España sigue con un gobierno en
funciones y una perspectiva que nos acerca en el próximo futuro a unas terceras
elecciones, eso a pesar de los impulsos más o menos pretendidamente renovadores
del partido de Rivera, el único que tras las segundas elecciones se ha decidido
este verano a asumir la difícil tarea de generar consensos. El PSOE lo intentó
en la anterior ocasión, pero en ésta y con toda lógica, ha desistido y dejado a
los populares que fuesen ellos los que lo que se responsabilizaran y que en su caso se
tragasen la misma medicina que meses antes le hicieron tragar a él. Mientras,
los del PP siguen con su machacona tarantela sobre que la economía va bien e
incluso mejor de lo esperado, que nos han conseguido librar de la multa que Bruselas
estaba a punto de imponernos y que durante los próximos dos años tendremos un
magnífico crecimiento del PIB. Ya veremos si algo de todo eso sirve para sacar de la
miseria a tanto desposeído de bienes y trabajo como tenemos en España.
La naturaleza por su parte se ha
visto atacada y destruida por brutales incendios, siendo cada vez más evidente
que la mayoría son provocados por la mano asesina del hombre; ha ocurrido en
Madeira y California, en la isla de La Palma, en Galicia y Navarra, en parte
del área levantina. Y la naturaleza nos ha respondido con tremendos
cataclismos, como el ocurrido hace unos días en Italia, con tanta desolación y
muerte como ha traído a nuestros queridos vecinos.
Unas muertes además que en verano las
producen no solo los agentes naturales ajenos a la mano del hombre, sino
también la actitud de los propios seres humanos, con terribles accidentes
de tráfico asociados al alcohol y la inconsciencia, ahogamientos absurdos por lo insensato de su origen, con jóvenes atravesados
por pitones de morlacos en las fiestas bárbaras a que este país enfermo nos tiene
acostumbrados... O aún peor, por el hundimiento en alta mar de lanchas y pateras
en las que huyen de sus países quienes escapan de la guerra, de la hambruna y
la pobreza extrema, de todo aquello que les lleva, no teniendo nada que perder, a arriesgar sus vidas en una peligrosísima ruleta rusa del todo o
nada.
Los yihadistas por su parte se han
empeñado en matar de forma enloquecida, aterradora, en respuesta a la
enloquecida manera, también aterradora, en que los que no somos yihadistas,
agredimos –lo sepamos o no, con dólares o misiles– a sus gentes y a sus pueblos.
Niza ha sido el caso más brutal y más mediático de este verano, pero ha habido
muchos otros atentados, de mayor o menor escala, tanto en Europa como en EEUU y
sobre todo, en Oriente Medio, provocando centenares de muertos y de heridos y
una andanada de destrozos físicos y morales difícilmente reparable.

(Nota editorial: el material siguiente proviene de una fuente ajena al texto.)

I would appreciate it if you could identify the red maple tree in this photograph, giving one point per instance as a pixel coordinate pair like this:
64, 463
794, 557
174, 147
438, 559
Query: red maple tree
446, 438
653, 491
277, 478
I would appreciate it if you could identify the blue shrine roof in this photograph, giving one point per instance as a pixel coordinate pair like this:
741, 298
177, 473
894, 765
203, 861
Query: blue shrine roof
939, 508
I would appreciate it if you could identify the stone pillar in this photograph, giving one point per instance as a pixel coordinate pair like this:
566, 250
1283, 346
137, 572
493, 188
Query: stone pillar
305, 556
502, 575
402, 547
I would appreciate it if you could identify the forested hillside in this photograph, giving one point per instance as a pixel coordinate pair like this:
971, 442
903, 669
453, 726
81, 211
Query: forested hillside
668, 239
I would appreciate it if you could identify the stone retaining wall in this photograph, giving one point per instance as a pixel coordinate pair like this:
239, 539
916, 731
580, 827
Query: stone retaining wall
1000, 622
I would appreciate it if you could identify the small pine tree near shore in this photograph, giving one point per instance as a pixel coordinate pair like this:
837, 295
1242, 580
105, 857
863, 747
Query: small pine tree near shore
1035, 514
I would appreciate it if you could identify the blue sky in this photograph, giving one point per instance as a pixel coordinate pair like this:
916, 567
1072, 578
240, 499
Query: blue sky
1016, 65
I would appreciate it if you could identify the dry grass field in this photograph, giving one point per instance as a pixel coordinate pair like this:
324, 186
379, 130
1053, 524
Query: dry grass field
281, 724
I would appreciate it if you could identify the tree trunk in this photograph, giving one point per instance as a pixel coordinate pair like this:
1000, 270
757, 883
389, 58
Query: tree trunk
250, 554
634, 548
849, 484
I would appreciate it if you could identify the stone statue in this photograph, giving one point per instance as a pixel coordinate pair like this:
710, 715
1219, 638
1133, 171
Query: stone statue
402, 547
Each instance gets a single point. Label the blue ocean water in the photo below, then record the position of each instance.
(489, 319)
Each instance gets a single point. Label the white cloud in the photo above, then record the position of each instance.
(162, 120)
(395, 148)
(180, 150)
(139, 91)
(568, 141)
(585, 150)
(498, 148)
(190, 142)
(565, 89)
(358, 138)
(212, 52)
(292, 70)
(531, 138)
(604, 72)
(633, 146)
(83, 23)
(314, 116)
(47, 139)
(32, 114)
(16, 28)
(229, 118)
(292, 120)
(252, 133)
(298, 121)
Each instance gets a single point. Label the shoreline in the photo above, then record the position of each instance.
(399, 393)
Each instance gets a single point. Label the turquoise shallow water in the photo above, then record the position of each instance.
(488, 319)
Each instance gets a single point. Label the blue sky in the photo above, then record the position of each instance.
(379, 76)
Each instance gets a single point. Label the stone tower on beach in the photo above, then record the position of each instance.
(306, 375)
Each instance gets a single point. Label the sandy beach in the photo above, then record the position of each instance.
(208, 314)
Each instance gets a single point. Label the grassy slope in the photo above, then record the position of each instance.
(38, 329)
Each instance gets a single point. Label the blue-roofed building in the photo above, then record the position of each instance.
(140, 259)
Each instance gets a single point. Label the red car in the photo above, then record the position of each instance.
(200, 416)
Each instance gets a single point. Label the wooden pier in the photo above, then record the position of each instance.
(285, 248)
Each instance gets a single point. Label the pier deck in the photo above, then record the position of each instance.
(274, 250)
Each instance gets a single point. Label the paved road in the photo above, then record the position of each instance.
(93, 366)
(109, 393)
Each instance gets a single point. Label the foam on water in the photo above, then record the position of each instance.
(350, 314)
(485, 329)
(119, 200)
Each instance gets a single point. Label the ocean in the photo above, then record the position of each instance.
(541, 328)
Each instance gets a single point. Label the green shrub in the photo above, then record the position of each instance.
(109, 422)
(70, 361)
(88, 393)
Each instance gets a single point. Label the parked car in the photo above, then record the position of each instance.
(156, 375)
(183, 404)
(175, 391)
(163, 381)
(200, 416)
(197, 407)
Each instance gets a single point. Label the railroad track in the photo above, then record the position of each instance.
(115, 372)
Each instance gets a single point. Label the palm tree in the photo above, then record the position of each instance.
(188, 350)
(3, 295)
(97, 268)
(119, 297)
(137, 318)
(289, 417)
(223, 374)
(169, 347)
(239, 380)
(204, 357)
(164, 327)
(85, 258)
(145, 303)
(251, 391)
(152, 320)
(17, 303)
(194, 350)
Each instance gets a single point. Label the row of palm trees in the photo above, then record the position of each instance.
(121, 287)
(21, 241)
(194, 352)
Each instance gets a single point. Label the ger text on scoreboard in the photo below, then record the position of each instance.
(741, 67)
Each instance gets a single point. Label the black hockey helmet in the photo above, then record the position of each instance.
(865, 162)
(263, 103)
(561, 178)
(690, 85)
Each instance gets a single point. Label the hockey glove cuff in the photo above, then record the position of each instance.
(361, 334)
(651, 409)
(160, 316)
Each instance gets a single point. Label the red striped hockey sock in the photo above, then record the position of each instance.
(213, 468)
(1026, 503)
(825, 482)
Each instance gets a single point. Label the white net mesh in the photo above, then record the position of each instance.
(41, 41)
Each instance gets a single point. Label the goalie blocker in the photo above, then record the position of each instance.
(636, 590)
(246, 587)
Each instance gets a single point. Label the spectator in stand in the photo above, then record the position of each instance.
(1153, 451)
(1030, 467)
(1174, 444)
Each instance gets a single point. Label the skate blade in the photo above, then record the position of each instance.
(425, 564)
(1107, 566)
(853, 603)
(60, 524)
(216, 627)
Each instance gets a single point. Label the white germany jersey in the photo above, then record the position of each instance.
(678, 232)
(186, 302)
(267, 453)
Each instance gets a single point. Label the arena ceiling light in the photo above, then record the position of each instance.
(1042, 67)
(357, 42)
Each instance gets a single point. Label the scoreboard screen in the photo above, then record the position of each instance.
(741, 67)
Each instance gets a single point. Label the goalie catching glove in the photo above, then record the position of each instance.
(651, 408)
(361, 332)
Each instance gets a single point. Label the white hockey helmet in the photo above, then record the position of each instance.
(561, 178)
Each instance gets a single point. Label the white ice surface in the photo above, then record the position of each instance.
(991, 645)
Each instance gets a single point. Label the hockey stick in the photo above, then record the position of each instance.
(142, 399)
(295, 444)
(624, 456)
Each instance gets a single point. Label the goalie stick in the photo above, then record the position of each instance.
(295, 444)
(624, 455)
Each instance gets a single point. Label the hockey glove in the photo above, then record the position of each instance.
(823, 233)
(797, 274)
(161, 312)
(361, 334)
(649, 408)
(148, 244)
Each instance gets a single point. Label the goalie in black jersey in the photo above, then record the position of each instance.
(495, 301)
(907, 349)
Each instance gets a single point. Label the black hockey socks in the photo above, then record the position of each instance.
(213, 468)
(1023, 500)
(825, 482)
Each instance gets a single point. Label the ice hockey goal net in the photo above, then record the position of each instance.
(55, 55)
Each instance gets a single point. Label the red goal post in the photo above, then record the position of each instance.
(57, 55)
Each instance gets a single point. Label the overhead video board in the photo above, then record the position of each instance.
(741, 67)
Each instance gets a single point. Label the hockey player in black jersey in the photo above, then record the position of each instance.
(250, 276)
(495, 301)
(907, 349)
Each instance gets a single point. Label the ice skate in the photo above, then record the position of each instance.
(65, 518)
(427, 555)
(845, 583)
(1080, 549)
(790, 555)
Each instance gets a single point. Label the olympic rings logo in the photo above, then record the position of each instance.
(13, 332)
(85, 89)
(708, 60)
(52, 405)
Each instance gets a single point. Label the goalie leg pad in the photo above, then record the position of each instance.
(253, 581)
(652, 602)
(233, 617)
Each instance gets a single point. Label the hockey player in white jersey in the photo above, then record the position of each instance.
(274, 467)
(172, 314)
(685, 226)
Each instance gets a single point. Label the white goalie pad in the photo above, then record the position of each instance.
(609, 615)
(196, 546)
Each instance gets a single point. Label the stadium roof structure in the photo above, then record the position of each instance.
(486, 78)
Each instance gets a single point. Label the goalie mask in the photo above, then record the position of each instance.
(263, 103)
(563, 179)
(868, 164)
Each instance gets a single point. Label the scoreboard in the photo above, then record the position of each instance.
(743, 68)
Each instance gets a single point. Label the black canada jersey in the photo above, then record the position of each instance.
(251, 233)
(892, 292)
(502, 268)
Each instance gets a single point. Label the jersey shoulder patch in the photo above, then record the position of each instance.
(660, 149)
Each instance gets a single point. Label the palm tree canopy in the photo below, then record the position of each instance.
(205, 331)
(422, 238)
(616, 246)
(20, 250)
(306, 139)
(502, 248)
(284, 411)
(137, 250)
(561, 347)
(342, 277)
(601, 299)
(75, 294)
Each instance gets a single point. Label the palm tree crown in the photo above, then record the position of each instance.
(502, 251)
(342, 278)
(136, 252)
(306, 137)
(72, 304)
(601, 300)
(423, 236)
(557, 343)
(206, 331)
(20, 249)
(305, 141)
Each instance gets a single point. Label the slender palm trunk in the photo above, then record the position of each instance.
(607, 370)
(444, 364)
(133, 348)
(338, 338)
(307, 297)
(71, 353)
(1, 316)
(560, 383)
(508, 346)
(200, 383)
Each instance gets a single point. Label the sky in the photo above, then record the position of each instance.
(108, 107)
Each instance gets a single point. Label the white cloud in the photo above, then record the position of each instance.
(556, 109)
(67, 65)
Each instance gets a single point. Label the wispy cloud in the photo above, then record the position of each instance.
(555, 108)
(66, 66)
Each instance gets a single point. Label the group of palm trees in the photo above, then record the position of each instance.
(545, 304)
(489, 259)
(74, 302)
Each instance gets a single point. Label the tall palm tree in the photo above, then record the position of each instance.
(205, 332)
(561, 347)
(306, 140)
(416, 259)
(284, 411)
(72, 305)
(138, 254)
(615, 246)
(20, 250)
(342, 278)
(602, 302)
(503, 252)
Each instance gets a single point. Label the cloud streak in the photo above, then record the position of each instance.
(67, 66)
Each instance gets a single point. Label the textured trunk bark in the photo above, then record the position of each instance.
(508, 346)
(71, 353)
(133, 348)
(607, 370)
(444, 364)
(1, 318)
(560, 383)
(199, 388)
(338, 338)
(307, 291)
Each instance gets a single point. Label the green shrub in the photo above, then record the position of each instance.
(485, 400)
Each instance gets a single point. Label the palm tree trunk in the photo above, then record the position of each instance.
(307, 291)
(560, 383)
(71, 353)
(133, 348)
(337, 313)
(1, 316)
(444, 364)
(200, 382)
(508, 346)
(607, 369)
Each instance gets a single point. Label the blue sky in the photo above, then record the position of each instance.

Solo la noticia de la firma de la paz entre las FARC y el gobierno de
Colombia permite alegrar mínimamente el final de estas vacaciones; noticia
que aún siendo tan esperanzadora para el continente americano, no resulta suficiente para inclinar en
positivo el balance de este trágico verano. De un verano que ha sido, en la mayor
parte de sus manifestaciones, un verano maldito.